The rest of the paper is interesting, but only the moments that are presented in the form of current shortcomings confuse. It seems to me that all the proposed additions will only improve this paper, and it will be useful and interesting to many specialists who associate their research with automatic natural language processing, but only after completion.
Author Response
Response to Reviewer 1 Comments
Point 1: First of all, it is striking that there are no references to previous works of the world scientific community (2021-22), which are constantly presented at conferences focused on working with text modality or connected to it through multimodal data processing (EMNLP, ACL, NAACL, INTERSPEECH, EUSIPCO, ICASSP, SPECOM and others) or collection of hulls (LREC and others), therefore it is recommended to expand the section describing previous works, including modern solutions.
Response 1: The references (2021-EMNLP, 2022-ACL, 2022-NAACL) mentioned in the comments have been added. These references are in the manuscript as [6], [7] and [15].
Point 2: Is it correct to assume that the assembled corpus will not be open-source to the scientific community? It's not understood from the paper.
Response 2: We decided to make all the data public in the future after further improving the corpus.
Point 3: It is not entirely clear whether the results of the metrics are compared with existing approaches that were also implemented by the authors and trained on the assembled corpus or not?
Response 3: To further verify the validity of the MTQU model, a comparison experiment between the multi-task model and the individual model has been added to the revision (Section 6.2).
Point 4: Finally, the style of the paper requires minor revision due to the presence of spelling and punctuation errors.
Response 4: we are very sorry for our incorrect writing. First, we carefully analyzed and revised the manuscript, and then the manuscript was checked by a native English-speaking colleague.
Reviewer 2 Report
Based on query understanding, this paper proposes a multi-task learning model based on named entity recognition and question classification, and constructs a new data set to adapt to this task, and compares the relevant experimental methods. Overall, the model is well designed, especially for the agglutination and complex morphology of the Kazakh language, the use of multi-feature representation, and BiLSTM model for feature learning. It is suggested that in the ablation experiment, the multi-task part of the model can be separated into two tasks for training and prediction, and then the results can be compared to verify the effectiveness of shared training parameters.
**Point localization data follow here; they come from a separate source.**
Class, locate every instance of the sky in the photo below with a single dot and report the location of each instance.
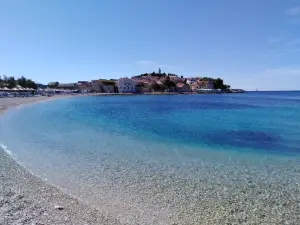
(249, 44)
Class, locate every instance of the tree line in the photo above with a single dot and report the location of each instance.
(12, 82)
(218, 83)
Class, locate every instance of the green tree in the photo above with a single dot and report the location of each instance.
(22, 81)
(11, 82)
(31, 84)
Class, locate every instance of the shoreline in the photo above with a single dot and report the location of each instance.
(226, 194)
(27, 199)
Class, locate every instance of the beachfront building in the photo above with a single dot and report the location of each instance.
(69, 86)
(181, 87)
(103, 86)
(205, 84)
(126, 85)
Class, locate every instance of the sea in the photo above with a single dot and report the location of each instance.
(158, 156)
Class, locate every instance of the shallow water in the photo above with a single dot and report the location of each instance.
(137, 154)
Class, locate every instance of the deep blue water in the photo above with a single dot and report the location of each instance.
(261, 122)
(117, 149)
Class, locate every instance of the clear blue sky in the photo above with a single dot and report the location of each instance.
(250, 44)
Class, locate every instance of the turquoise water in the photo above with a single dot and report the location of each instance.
(104, 148)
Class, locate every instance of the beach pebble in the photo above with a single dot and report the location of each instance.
(58, 207)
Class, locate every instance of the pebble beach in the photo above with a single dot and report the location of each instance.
(26, 199)
(219, 194)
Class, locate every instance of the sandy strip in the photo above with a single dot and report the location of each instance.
(25, 199)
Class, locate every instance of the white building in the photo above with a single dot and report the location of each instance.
(126, 85)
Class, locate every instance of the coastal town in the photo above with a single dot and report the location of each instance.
(147, 83)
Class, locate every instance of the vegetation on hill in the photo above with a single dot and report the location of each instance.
(154, 74)
(11, 82)
(218, 83)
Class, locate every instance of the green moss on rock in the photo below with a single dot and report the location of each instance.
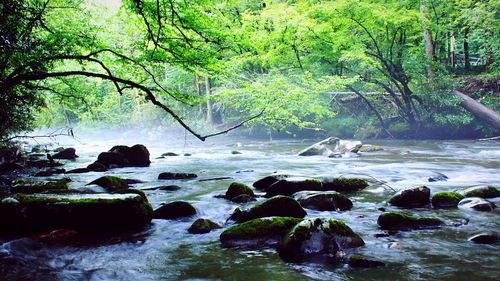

In addition, the font of some symbols in the article needs to be modified.
Author Response
Response to Reviewer 2 Comments
Point 1: It is suggested that in the ablation experiment, the multi-task part of the model can be separated into two tasks for training and prediction, and then the results can be compared to verify the effectiveness of shared training parameters.
Response 1: To further verify the validity of the MTQU model, a comparison experiment between the multi-task model and the individual model has been added to the revision (Section 6.2).
Point 2: In addition, the font of some symbols in the article needs to be modified.
Response 2: we are very sorry for our incorrect writing. First, we carefully analyzed and revised the manuscript, and then the manuscript was checked by a native English-speaking colleague.
Round 2
Reviewer 1 Report
The authors of the paper finalized the paper and made all the necessary changes. In this form, the paper can be useful and interesting for many specialists who associate their research with automatic natural language processing. In general, the paper can be accepted for publication.